No se puso a hablar del revoltijo de miembros y torsos formado por tres o cuatro niños en una cama, ni de la patosa naturalidad de la tarea más agradable de todas —aquella jadeante y febril escalada, tan carnal, de las laderas del gozo físico—, pero declaró:

—Les guste o no, bastantes individuos del sector agrícola llegan a ver el incesto como una opción aceptable. ¿Quién, después de todo, es el que tiene más probabilidades de encontrar especialmente atractivos los rasgos honorables, endurecidos por el trabajo, del padre o del hermano? ¡Las hermanas, por supuesto! O las hijas. A menudo son las únicas. El padre que las ha engendrado sigue siendo el foco de su atención.

Hay que reconocérselo. Himmler llevaba dos decenios acumulando teorías en su cabeza. Gran admirador de Schopenhauer, daría también gran importancia a una palabra aún relativamente nueva en 1938:
genes.
Dijo que aquellos genes eran la personificación biológica del concepto de la Voluntad de Schopenhauer.

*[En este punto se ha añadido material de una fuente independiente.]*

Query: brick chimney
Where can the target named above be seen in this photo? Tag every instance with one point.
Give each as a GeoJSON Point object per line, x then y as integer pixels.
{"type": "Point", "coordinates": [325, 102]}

—Sabemos —dijo— que los instintos pueden transmitirse de una generación a otra. ¿Por qué? Yo diría que está en la naturaleza de la Voluntad permanecer fiel a sus orígenes. Incluso hablo de ella como de una Visión; sí, caballeros, una fuerza que vive en el corazón de nuestra existencia. Esta visión es la que nos distingue de los animales. Desde el principio de nuestra vida en la tierra, los humanos hemos pretendido elevarnos hasta las alturas invisibles que se extienden delante.

»Por supuesto, hay impedimentos a una meta tan grande. Los más excepcionales de nuestros genes tienen que superar las privaciones, humillaciones y tragedias de la vida, ya que se transmiten de padres a hijos, generación tras generación. Les diría que los grandes dirigentes rara vez son el fruto de una madre y un padre. Es más probable que el caudillo excepcional sea el que ha conseguido romper los vínculos que sujetaron a diez generaciones frustradas que no pudieron expresar la Visión en sus vidas, pero la legaron a sus genes.

»Huelga decir que he llegado a estos conceptos meditando sobre la vida de Adolf Hitler. Su heroica ascensión resuena en nuestros corazones. Como sabemos que procede de una larga línea de modesta estirpe campesina, su vida es el exponente de un logro sobrehumano. Un respeto sobrecogido debe abrumarnos.

Como agentes de inteligencia, sonreíamos por dentro. Aquello había sido la perorata. Ahora nuestro Heinrich se disponía a entrar en lo que los norteamericanos llaman el meollo del asunto.